M. O... soutient encore que la décision de substitution ne pouvait émaner que de l'E.A.R.L. ou de son organe social, et non de ses associés personnes physiques.
L'article 1852 du code civil, applicable aux E.A.R.L., dispose que les décisions qui excèdent les pouvoirs reconnus aux gérants sont prises selon les dispositions statutaires ou, en l'absence de telles dispositions, à l'unanimité des associés, et l'article 1854 du même code prévoit que les décisions peuvent encore résulter du consentement de tous les associés exprimés dans un acte.
En l'espèce, alors qu'il n'est pas contesté que M. T... F... et M. V... F... étaient les deux seuls associés de l'E.A.R.L. Des Bleuets, le premier exerçant la fonction de gérant, ainsi que cela est indiqué dans l'acte du 20 avril 2012, il résulte de la décision de substitution du 9 décembre 2014 que celle-ci a été prise par les deux associés, et qu'elle a donc été prise conformément aux textes précédemment rappelés.
Dès lors, les conditions de mise en oeuvre de l'acte du 20 avril 2012 étant réunies, c'est à tort que le tribunal a refusé de reconnaître la validité de la désignation de la Safer comme étant substituée à I'E.A.R.L. Des Bleuets pour acquérir du [...] les parcelles faisant l'objet du prêt à usage.

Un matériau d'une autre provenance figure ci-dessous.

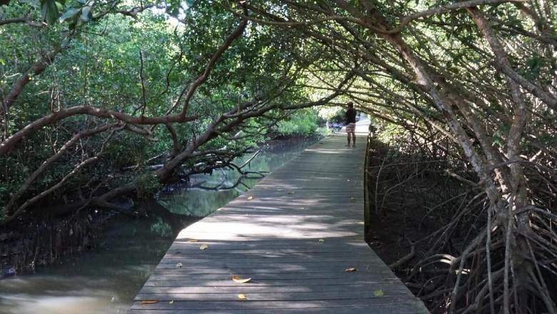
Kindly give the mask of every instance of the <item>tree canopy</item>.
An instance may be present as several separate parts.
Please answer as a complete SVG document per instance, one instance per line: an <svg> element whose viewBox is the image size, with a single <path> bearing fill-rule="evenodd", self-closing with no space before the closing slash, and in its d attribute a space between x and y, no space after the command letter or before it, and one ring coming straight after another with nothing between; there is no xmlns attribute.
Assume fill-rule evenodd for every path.
<svg viewBox="0 0 557 314"><path fill-rule="evenodd" d="M449 312L556 312L556 13L541 0L4 1L0 223L62 198L149 197L292 111L351 100L450 153L485 204L443 277Z"/></svg>

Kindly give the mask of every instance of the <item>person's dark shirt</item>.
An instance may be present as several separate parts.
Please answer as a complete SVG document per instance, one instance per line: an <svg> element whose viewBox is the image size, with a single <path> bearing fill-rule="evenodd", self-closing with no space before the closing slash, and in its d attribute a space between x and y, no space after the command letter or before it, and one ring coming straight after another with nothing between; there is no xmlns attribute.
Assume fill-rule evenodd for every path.
<svg viewBox="0 0 557 314"><path fill-rule="evenodd" d="M353 108L348 108L346 113L344 113L344 116L346 118L346 124L356 123L356 109Z"/></svg>

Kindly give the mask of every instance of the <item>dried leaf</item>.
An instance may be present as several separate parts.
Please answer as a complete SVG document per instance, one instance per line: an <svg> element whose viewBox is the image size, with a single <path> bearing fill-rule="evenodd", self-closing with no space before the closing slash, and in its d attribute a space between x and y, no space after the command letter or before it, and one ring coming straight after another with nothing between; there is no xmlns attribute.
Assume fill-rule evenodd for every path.
<svg viewBox="0 0 557 314"><path fill-rule="evenodd" d="M249 300L249 298L246 297L246 295L244 293L239 294L238 298L241 300Z"/></svg>
<svg viewBox="0 0 557 314"><path fill-rule="evenodd" d="M234 280L235 283L246 283L251 280L251 278L241 278L236 275L232 275L232 280Z"/></svg>
<svg viewBox="0 0 557 314"><path fill-rule="evenodd" d="M379 289L379 290L377 290L376 291L373 291L373 295L376 298L382 297L384 295L385 295L385 293L383 293L383 289Z"/></svg>

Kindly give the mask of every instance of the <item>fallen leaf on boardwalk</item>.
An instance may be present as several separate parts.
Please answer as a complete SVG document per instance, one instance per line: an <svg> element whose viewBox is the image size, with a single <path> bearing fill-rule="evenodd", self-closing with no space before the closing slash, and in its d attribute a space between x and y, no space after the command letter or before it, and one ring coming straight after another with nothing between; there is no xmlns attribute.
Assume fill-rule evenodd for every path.
<svg viewBox="0 0 557 314"><path fill-rule="evenodd" d="M241 300L249 300L249 298L246 297L246 295L244 293L239 294L238 298Z"/></svg>
<svg viewBox="0 0 557 314"><path fill-rule="evenodd" d="M232 280L234 280L235 283L249 283L251 280L251 278L241 278L236 275L232 275Z"/></svg>

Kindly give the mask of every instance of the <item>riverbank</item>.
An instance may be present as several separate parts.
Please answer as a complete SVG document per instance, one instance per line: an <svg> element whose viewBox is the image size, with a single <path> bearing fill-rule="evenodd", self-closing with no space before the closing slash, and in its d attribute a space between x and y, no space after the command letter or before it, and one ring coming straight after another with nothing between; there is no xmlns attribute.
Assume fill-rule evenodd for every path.
<svg viewBox="0 0 557 314"><path fill-rule="evenodd" d="M266 143L246 169L272 171L317 140L290 138ZM53 263L0 280L0 313L125 313L177 233L259 179L224 169L212 176L196 175L191 181L191 184L204 188L226 188L235 185L237 177L241 183L231 189L174 186L170 192L158 194L156 201L142 203L147 214L141 217L113 213L92 239L95 246L81 246L81 250L60 255Z"/></svg>

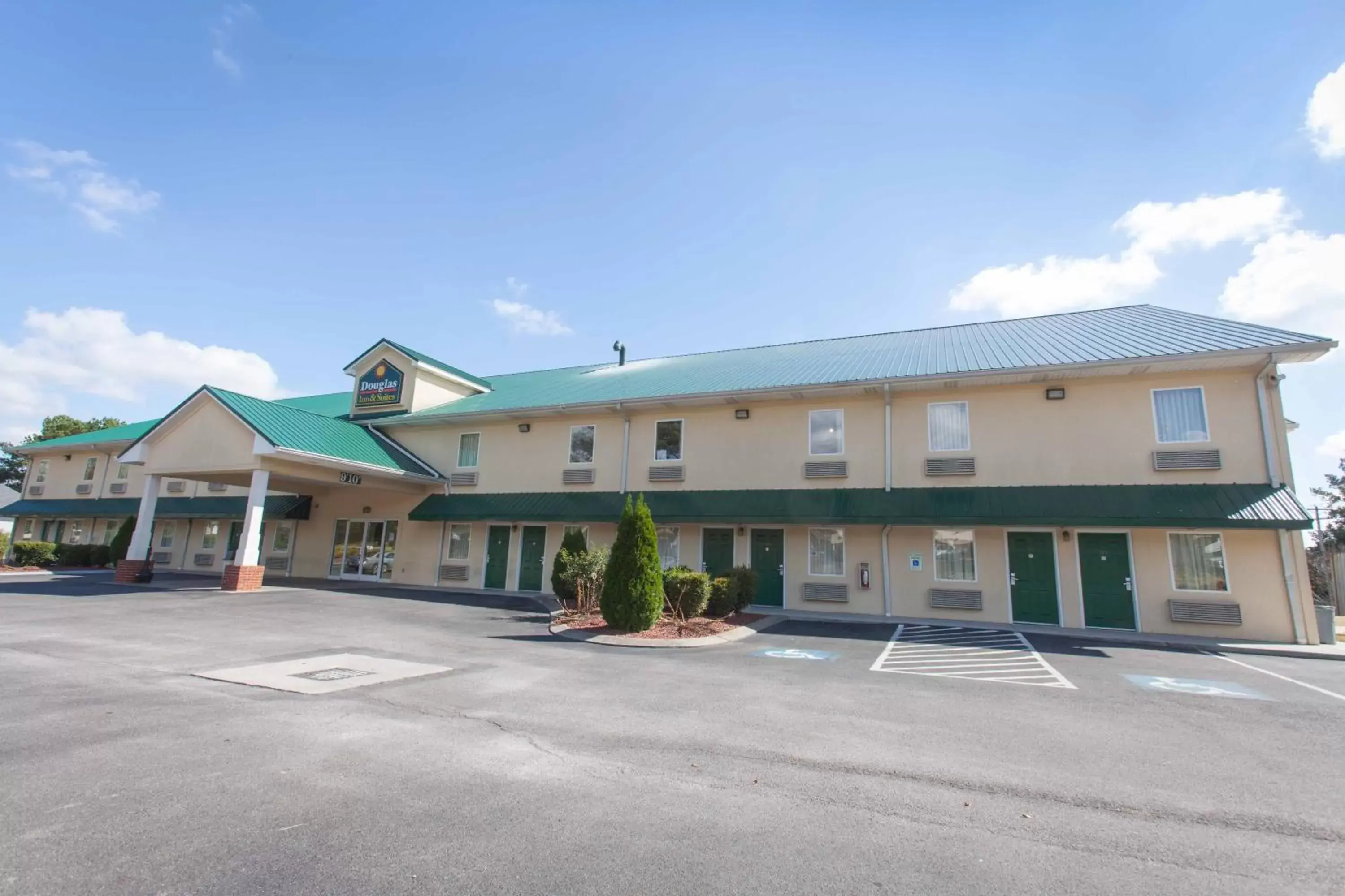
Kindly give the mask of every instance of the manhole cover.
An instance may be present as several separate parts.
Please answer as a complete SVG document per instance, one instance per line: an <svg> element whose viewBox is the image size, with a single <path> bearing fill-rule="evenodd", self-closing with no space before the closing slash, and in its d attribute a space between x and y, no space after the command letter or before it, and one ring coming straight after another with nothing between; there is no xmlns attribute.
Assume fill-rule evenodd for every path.
<svg viewBox="0 0 1345 896"><path fill-rule="evenodd" d="M317 672L300 672L291 678L309 678L311 681L340 681L342 678L358 678L359 676L371 676L373 672L364 672L363 669L319 669Z"/></svg>

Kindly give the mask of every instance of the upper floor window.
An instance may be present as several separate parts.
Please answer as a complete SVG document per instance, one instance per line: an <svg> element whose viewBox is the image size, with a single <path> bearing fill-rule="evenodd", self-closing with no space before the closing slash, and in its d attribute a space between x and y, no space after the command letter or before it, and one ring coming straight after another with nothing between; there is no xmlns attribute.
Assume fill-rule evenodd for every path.
<svg viewBox="0 0 1345 896"><path fill-rule="evenodd" d="M1169 532L1167 555L1177 591L1228 591L1224 539L1217 532Z"/></svg>
<svg viewBox="0 0 1345 896"><path fill-rule="evenodd" d="M480 433L463 433L457 437L457 465L459 466L476 466L477 455L482 449L482 434Z"/></svg>
<svg viewBox="0 0 1345 896"><path fill-rule="evenodd" d="M845 529L808 529L808 575L845 575Z"/></svg>
<svg viewBox="0 0 1345 896"><path fill-rule="evenodd" d="M1198 386L1154 390L1154 430L1159 443L1208 442L1205 390Z"/></svg>
<svg viewBox="0 0 1345 896"><path fill-rule="evenodd" d="M935 529L933 578L942 582L976 580L976 539L971 529Z"/></svg>
<svg viewBox="0 0 1345 896"><path fill-rule="evenodd" d="M966 402L932 402L929 404L929 450L971 450L971 415Z"/></svg>
<svg viewBox="0 0 1345 896"><path fill-rule="evenodd" d="M682 420L659 420L654 424L654 459L682 459Z"/></svg>
<svg viewBox="0 0 1345 896"><path fill-rule="evenodd" d="M570 463L593 462L593 438L596 435L596 426L570 427Z"/></svg>
<svg viewBox="0 0 1345 896"><path fill-rule="evenodd" d="M671 570L682 562L678 527L660 525L655 532L659 536L659 562L664 570Z"/></svg>
<svg viewBox="0 0 1345 896"><path fill-rule="evenodd" d="M448 559L465 560L472 552L472 527L455 523L448 527Z"/></svg>
<svg viewBox="0 0 1345 896"><path fill-rule="evenodd" d="M808 454L845 454L845 411L808 411Z"/></svg>

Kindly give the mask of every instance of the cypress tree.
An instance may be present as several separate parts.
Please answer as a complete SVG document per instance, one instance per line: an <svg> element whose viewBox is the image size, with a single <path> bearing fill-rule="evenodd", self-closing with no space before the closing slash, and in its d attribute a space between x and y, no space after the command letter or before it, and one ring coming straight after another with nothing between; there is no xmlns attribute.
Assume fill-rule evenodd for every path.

Le jugement sera infirmé, et il sera fait droit aux prétentions de la Safer. »;
ALORS QUE le contrat s'interprète d'après la commune intention des parties plutôt qu'en s'arrêtant au sens littéral de ses termes ; que lorsque, dans l'intention commune des parties, plusieurs contrats concourent à une même opération, ils s'interprètent en fonction de celle-ci ; qu'en se bornant à retenir, pour en déduire que l'Earl des Bleuets avait valablement pu se substituer la Safer, que la faculté de substitution prévue par la clause du prêt à usage du 20 avril 2012 au profit de l'Earl des Bleuets, bénéficiaire de la promesse de vente des parcelles, ne comportait aucune restriction quant aux choix de la personne physique ou morale susceptible de se substituer au bénéficiaire de la promesse, sans rechercher, comme elle y était invitée (conclusions de M. O..., p.8 à 10), si ladite clause, par elle-même claire et précise, ne devait pas être interprétée comme étant uniquement destinée à offrir à l'Earl des Bleuets la possibilité de se substituer, soit ses associés, les consorts F..., soit une personne morale émanant de ceux-ci, dès lors que ledit prêt à usage – consenti à titre gratuit à l'Earl des Bleuets dès le 11 mars 2009 – s'inscrivait, dans l'intention commune des parties au jour de sa signature, dans le cadre d'une opération globale de cession de l'exploitation du [...] au profit des consorts F... et de l'Earl des Bleuets auxquels le [...] avait déjà cédé une partie de son exploitation par des actes signés le même jour que le premier prêt à usage renouvelé le 20 avril 2012 et contenant également la clause litigieuse, la cour d'appel a privé sa décision de base légale au regard des articles 1134, 1156 et 1161 du code civil dans leur rédaction antérieure à celle issue de l'ordonnance du 10 février 2016.